For the second week in a row, Publetariat member L.J. Sellers garners a featured article spot for a post from her member blog. This week, L.J. offers a survey of ebook self-publishing options.
With Borders getting into the act, there will soon be four platforms on which authors can self-publish e-books directly to readers. I summarized them for comparison and thought I would share my findings.
Amazon: Digital Text Platform
This venture has been around the longest, has a reported 76% of e-book sales, and publishes content directly to the Kindle bookstore. Authors can upload a Word, html, or PDF file, which Amazon reformats as mobi file. Or authors can create their own mobi files to upload. The book’s cover must be included in the file.
For books priced between $2.99 and $9.99, Amazon pays a 70% royalty. For everything else, it pays 35% of the list price. Authors can price their books however they want, but Amazon reserves the right to discount the book. To keep the 70% royalty, authors can’t sell their e-book cheaper anywhere else. Amazon pays monthly and deposits royalties directly into the author’s bank account.
Most DTP e-books are purchased by people who own and read on Kindles, but Amazon has released applications that let iPad and mobile phone users buy Kindle books to read on other devices (except those of its competitors: B&N’s Nook and Borders’ Kobo). Authors can track real-time sales through their DTP bookshelf, and no start-up fee is required.
Smashwords
This publishing platform was founded by an individual, and it distributes content to many e-readers (Kindle, Sony, Nook, Kobo, etc.) and other devices (iPad, iPhone). Files must be uploaded as Word documents that must be properly formatted. Authors have complained about the difficulty of getting the Word formatting right and about the “ugliness” of the e-books produced by Smashwords’ software.
Authors can price their book (or short story) however they want, including offering it for free. For content sold directly from its site, Smashwords pays an 85% royalty—minus discounts and processing fees. It pays 70.5% for sales through its affiliates. Smashwords pays on a quarterly basis, 40 days after the close of each quarter. Authors can track their real-time sales on the Smashwords’ dashboard. Most authors report their Smashword sales to be only about 10% of their Kindle sales, but it is a way to reach the most distributors through one publisher.
Barnes & Noble’s PubIt!
The retail bookseller opened this platform recently and publishes an author’s work directly to its PubIt! bookstore, which supplies the Nook e-reader. PubIt! pays a 65% royalty on books priced between $2.99 and $9.99 and 40% on everything else. Authors can set the list price, but B&N reserves the right to change it.
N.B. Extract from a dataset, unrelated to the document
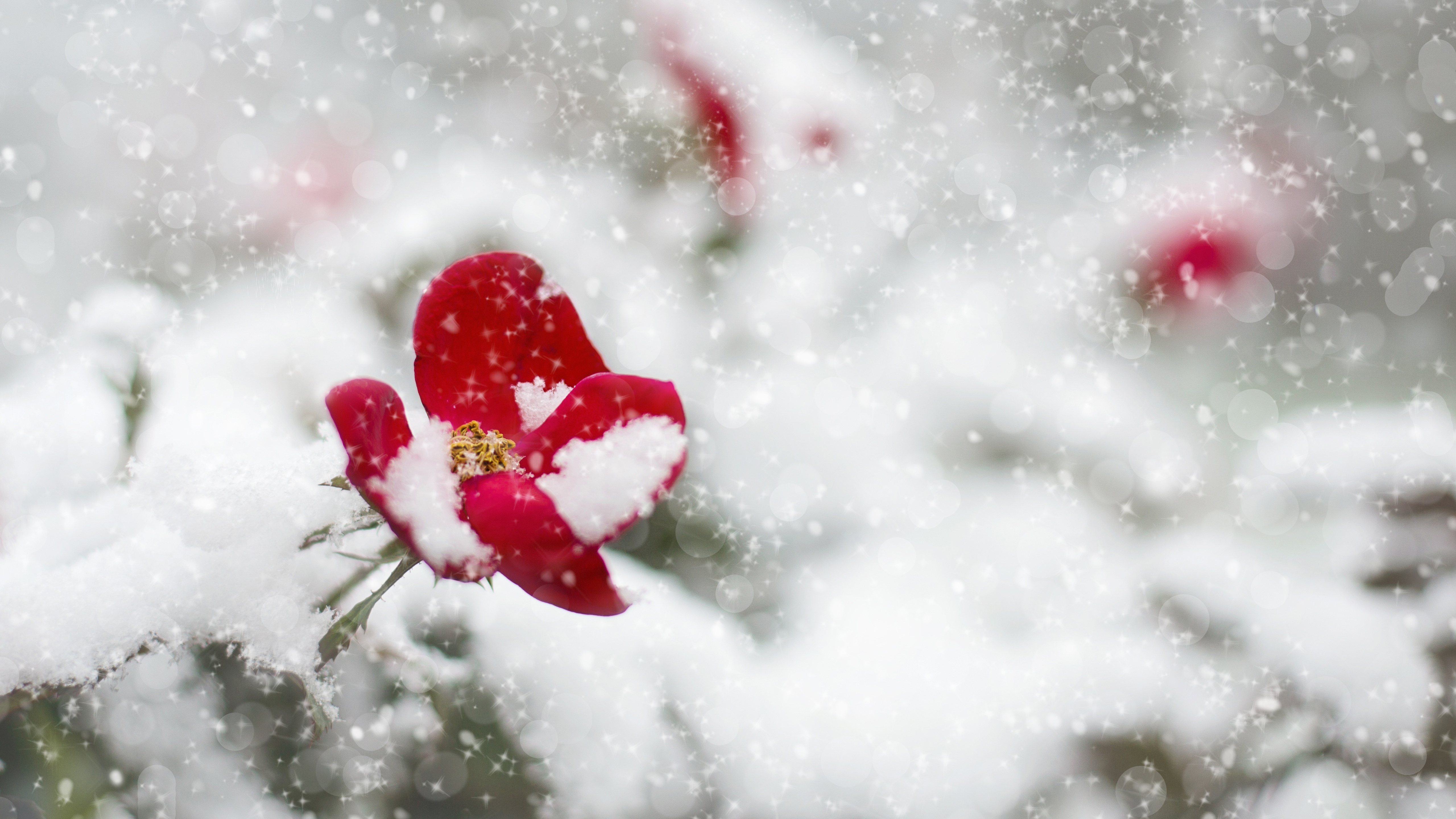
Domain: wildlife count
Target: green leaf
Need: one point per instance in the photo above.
(317, 537)
(321, 719)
Imitating Amazon’s structure, B&N also pays monthly to the author’s bank account, but a full 60 days after the end of the month. For some reason, PubIt! also requires authors to supply a credit card number. Most of these venues require authors to provide social security numbers so they can report earnings to the IRS. There is no set-up fee.
Borders: Get Published
Trying to get in on the action, Borders has announced an e-book self-publishing platform, scheduled to launch Oct. 25. The venture is a collaboration with BookBrewer, which lets authors copy and paste almost any word content, including blogs (RSS feeds), into its software to create epub files. This venue looks like it will be the easiest for authors who have few technical skills.
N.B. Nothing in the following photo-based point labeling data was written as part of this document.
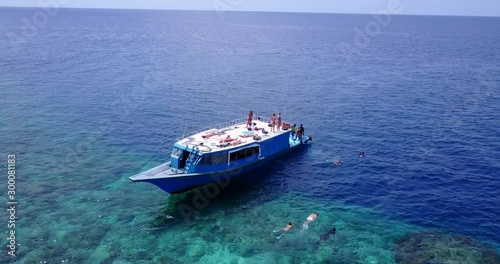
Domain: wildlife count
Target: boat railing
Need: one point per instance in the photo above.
(227, 124)
(219, 126)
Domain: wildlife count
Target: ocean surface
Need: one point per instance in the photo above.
(91, 97)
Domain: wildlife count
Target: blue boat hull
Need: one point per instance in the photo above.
(186, 182)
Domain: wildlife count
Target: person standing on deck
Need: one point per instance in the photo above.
(300, 132)
(279, 121)
(250, 117)
(273, 122)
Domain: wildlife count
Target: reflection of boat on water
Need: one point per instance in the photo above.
(217, 154)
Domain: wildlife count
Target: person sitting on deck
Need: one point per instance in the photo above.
(236, 142)
(293, 131)
(299, 134)
(229, 139)
(211, 134)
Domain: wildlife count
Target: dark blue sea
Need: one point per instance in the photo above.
(91, 97)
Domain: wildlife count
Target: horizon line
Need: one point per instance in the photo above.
(248, 11)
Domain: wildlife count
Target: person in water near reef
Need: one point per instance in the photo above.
(285, 230)
(327, 235)
(309, 219)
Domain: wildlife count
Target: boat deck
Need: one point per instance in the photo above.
(231, 136)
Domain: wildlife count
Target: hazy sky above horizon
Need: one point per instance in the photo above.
(420, 7)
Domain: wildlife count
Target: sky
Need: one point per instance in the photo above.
(412, 7)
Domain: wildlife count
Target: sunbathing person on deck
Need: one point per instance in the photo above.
(229, 139)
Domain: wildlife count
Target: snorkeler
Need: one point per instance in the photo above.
(309, 219)
(327, 235)
(285, 229)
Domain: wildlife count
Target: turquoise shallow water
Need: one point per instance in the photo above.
(85, 106)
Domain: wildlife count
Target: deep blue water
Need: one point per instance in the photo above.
(95, 96)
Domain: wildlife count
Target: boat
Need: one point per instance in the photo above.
(221, 152)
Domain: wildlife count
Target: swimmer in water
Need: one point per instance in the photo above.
(285, 230)
(309, 219)
(327, 235)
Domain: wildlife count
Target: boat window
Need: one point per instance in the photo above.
(213, 159)
(241, 154)
(244, 153)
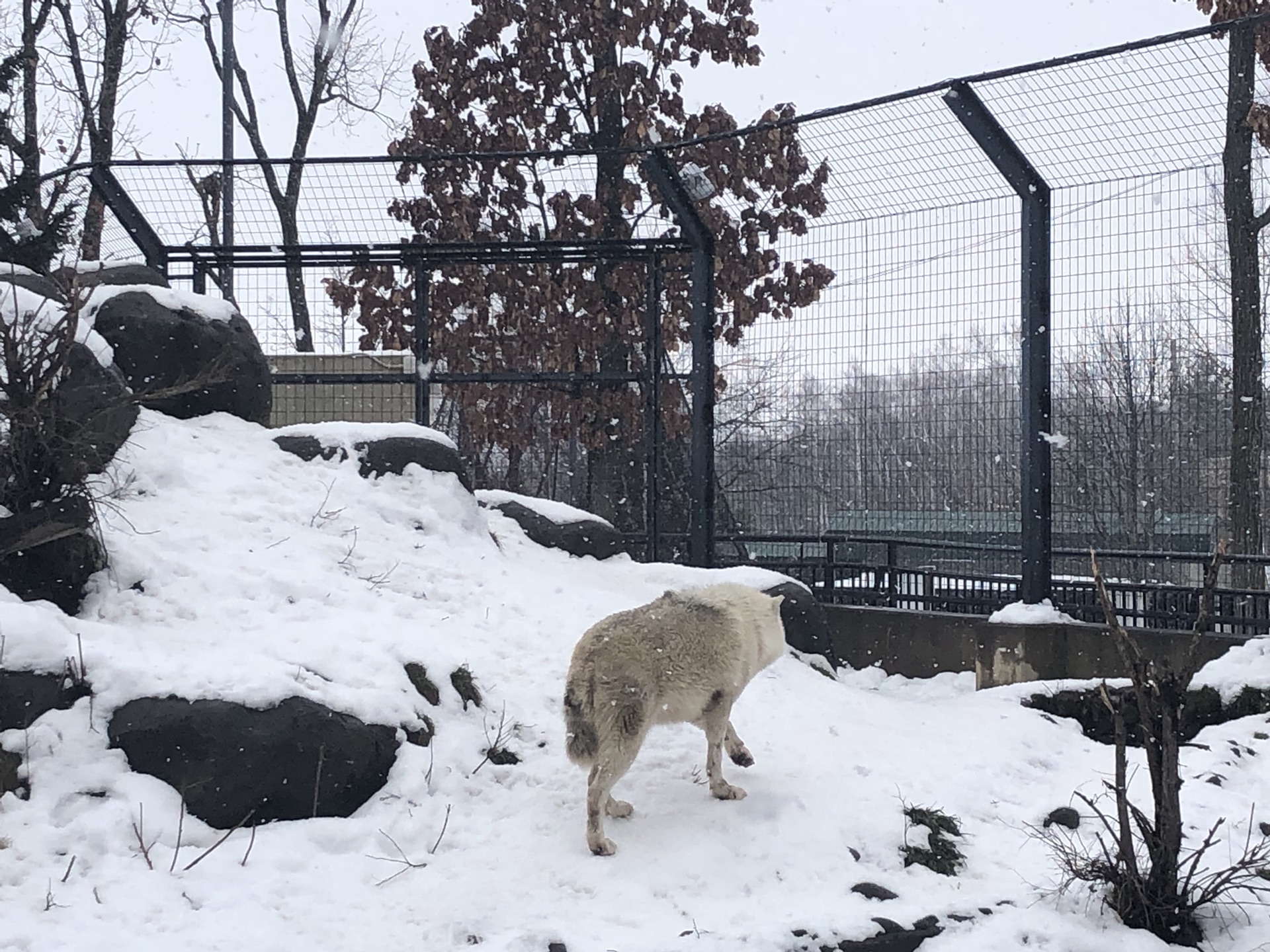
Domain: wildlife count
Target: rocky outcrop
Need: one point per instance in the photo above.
(50, 553)
(1203, 709)
(376, 457)
(190, 362)
(24, 696)
(237, 764)
(394, 454)
(579, 537)
(88, 276)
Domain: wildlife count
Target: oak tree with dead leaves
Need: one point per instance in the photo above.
(600, 77)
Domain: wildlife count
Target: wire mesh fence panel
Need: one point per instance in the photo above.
(869, 303)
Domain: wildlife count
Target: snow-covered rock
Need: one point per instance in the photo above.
(556, 524)
(193, 354)
(302, 579)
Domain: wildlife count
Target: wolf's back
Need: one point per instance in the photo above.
(582, 740)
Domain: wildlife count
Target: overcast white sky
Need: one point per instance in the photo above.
(817, 54)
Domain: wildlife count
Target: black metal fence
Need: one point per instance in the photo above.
(1025, 349)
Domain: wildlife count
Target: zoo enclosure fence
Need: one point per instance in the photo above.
(1024, 353)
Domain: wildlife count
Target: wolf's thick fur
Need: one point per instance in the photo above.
(685, 656)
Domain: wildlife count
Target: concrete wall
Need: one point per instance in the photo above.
(922, 644)
(362, 403)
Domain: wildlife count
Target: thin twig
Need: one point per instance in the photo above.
(249, 844)
(321, 758)
(181, 823)
(228, 833)
(407, 863)
(140, 830)
(443, 832)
Like Smashwords, Borders plans to publish its content to various devices, such as its own Kobo as well as the iPhone, iPad, and Android powered tablets (but not to its competitors: Kindle and Nook). Unlike any others mentioned here, Borders charges a set-up fee of $89.99 to distribute the books. Or it will sell you the e-book file it creates for $199 and you can do whatever you like with it. This makes the venture both a vanity press and an e-book creation service. But keep in mind there are several other e-book creators that offer this service for a lot less money. (Booknook is my personal favorite.) Borders has yet to announce royalty or payment terms.
INgrooves
This is a distribution company, rather than a publishing company. Authors have to supply both mobi and epub files to INgrooves, which then distributes the books to various e-readers and e-books stores, including Amazon, B&N, Sony, and Borders. For authors who want a one-stop experience, this could be the best choice.
Authors set their own prices and choose where they want their book sold. As a distributor with hundreds of books, INgrooves can negotiate higher royalties than an individual author may be offered. INgrooves charges a $50 set-up fee per book and keeps 5% of sales. It pays authors once a month, unless they have less than $200 in sales, then it waits until the author has accumulated $200.
It will be interesting to watch these ventures and see which ones thrive in a market dominated by Amazon.
Authors: What platforms have you used and what has been your experience?